Levons le voile sur le futur musée de Saint-Antoine

ARCHÉOLOGIE • Les fouilles entamées en 2012 en Vieille-Ville ont révélé des vestiges inédits remontant au Ier siècle après J-C. Reste à construire l’infrastructure qui permettra au public de découvrir ce site. Explications.

  • Si aujourd’hui les vestiges reposent sous d’immenses bâches en attendant la création du musée, les fouilles ont permis de révéler différentes strates d’occupation du site. SERVICE ARCHÉOLOGIQUE DU CANTON DE GENÈVE

  • Nathan Badoud, archéologue cantonal. MP

Que se passe-t-il derrière les palissades de chantier qui encerclent le site archéologique de l’esplanade de Saint-Antoine? Pour le savoir, rien de tel qu’une virée sur place, en Vieille-Ville, en compagnie de l’archéologue cantonal, Nathan Badoud.

Une fois le cadenas ouvert, on pénètre sous la structure métallique. A la lueur orangée de cette fin de journée, le lieu revêt un caractère mystique. Les précieux vestiges dorment sous d’immenses bâches afin d’être protégés en attendant la création du musée.
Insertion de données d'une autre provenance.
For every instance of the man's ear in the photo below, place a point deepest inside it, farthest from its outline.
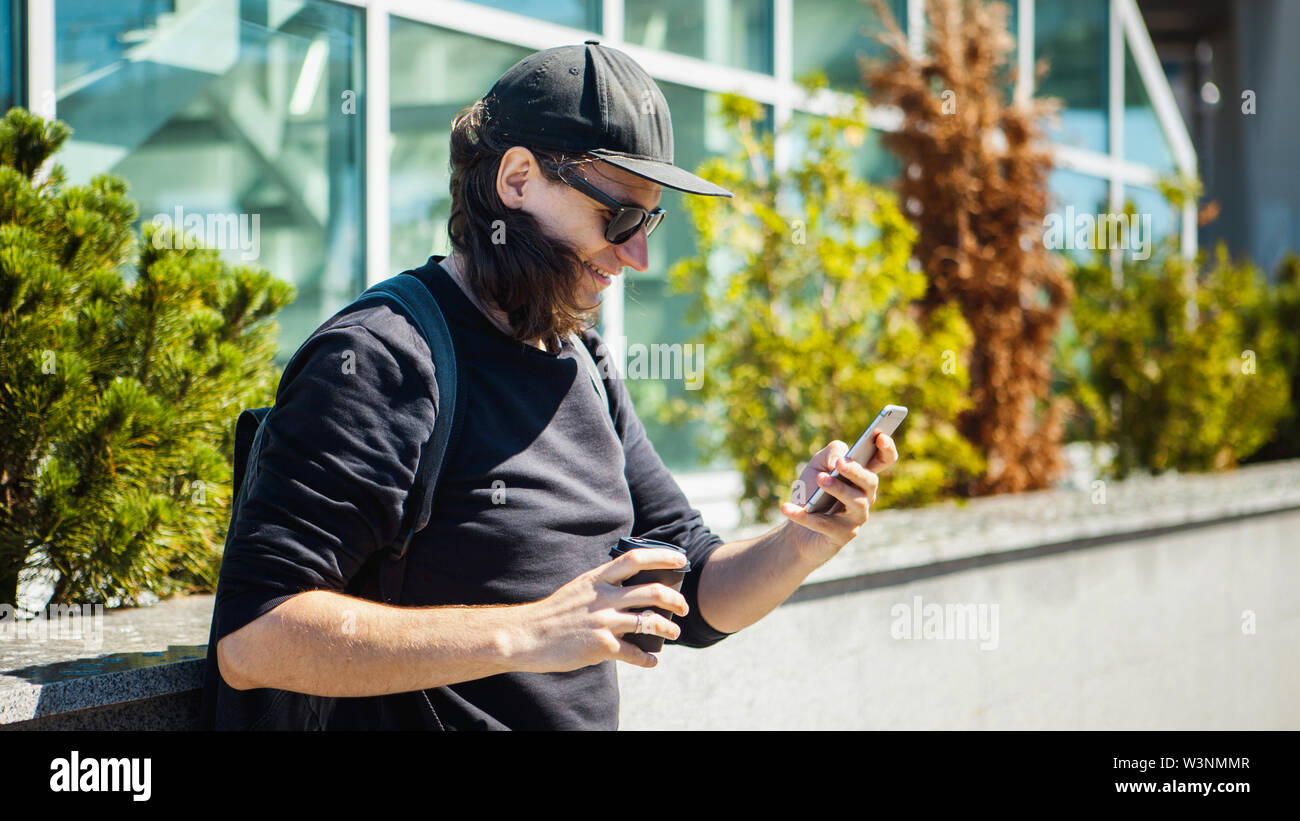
(518, 169)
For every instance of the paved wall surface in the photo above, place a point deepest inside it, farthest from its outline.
(1140, 634)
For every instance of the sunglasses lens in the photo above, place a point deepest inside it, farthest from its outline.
(623, 226)
(653, 222)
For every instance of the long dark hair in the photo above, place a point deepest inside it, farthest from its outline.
(533, 278)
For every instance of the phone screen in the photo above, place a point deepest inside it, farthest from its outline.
(887, 421)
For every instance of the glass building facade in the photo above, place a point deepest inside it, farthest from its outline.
(329, 120)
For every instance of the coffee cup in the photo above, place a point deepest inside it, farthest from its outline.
(668, 577)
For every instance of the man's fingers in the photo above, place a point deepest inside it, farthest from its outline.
(853, 482)
(651, 595)
(642, 559)
(651, 624)
(885, 455)
(632, 654)
(818, 522)
(830, 455)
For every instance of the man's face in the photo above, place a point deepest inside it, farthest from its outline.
(570, 214)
Un crédit de 14,6 millions

Le projet, porté par la Ville de Genève, s’élève à 14,6 millions de francs, dont 4,6 millions financés par le Canton, 4 millions par une fondation privée et un million par la Loterie romande. Le crédit en question doit justement être voté lors de la plénière des 25 et 26 janvier. Ayant fait l’unanimité en commission, il devrait être adopté sans débat.

Voilà pour le financement mais, à quoi ressemblera le futur musée? «Un bel équilibre a été trouvé entre l’espace d’agrément en surface et la plongée dans le passé. En se promenant sur l’esplanade, le passant verra sa curiosité piquée par la présence de trois lanterneaux. Ces puits de lumière donneront un aperçu de ce qui se cache sous ses pieds.» De quoi donner envie de pousser plus loin la découverte. «A l’image de l’archéologue qui, à mesure qu’il creuse, remonte le temps.»
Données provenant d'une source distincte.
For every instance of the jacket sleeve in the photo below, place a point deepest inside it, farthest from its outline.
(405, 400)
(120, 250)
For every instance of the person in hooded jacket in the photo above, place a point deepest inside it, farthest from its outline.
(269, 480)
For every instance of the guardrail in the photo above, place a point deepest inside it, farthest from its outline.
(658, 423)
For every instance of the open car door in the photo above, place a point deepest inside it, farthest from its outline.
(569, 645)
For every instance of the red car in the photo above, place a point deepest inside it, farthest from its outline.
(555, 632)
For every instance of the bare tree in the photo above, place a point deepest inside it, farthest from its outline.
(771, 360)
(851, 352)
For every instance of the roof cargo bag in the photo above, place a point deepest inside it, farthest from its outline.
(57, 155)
Trois périodes d’occupation

Pour trouver quoi? «Ici, trois grandes périodes d’occupation, de la Renaissance jusqu’à l’Antiquité en passant par le Moyen-Age, ont été mises au jour, commente Nathan Badoud. Elles correspondent à trois types d’utilisation du site: militaire, religieuse et habitat. La plus récente est formée par les fortifications du XVIe siècle. On note la présence du mottet (bastion) de Saint-Laurent, construit en 1537, et celle d’un tronçon de rempart datant de 1560.»

C’est en dégageant la zone que les archéologues ont découvert un groupe de tombes, datées des IIIe et IVe siècles. «Les vestiges de l’église Saint-Laurent entourée de sa nécropole ont ainsi été mis au jour», indique l’archéologue cantonal. A noter que l’utilisation funéraire du site se poursuit jusqu’à la fin du XIIIe siècle, soit près d’un millénaire d’histoire funéraire. «L’étude des squelettes donne une idée de l’évolution de la population, de son organisation sociale, mais aussi des épidémies et des catastrophes qu’elle a dû affronter», souligne Nathan Badoud.

Une villa gallo-romaine

Last but not least: les archéologues ont aussi découvert les vestiges d’une villa gallo-romaine du Ier siècle après J-C. «Celle-ci reposait sur un vide sanitaire. Cet ouvrage de génie civil, composé d’amphores à huile venues d’Espagne (dont le contenu avait été consommé) permettait de drainer le terrain.» Une trouvaille inattendue!

Quant à savoir quand les visiteurs pourront découvrir ces trésors? «Côté fouilles, tout a été fait ou presque entre 2012 et 2015», stipule l’archéologue cantonal.

Pour le reste, il faudra vraisemblablement attendre 2025, une fois les travaux réalisés, afin que tombent enfin les palissades. Entre temps, il sera nécessaire de déterminer qui prendra en charge les frais d’exploitation et d’entretien du site.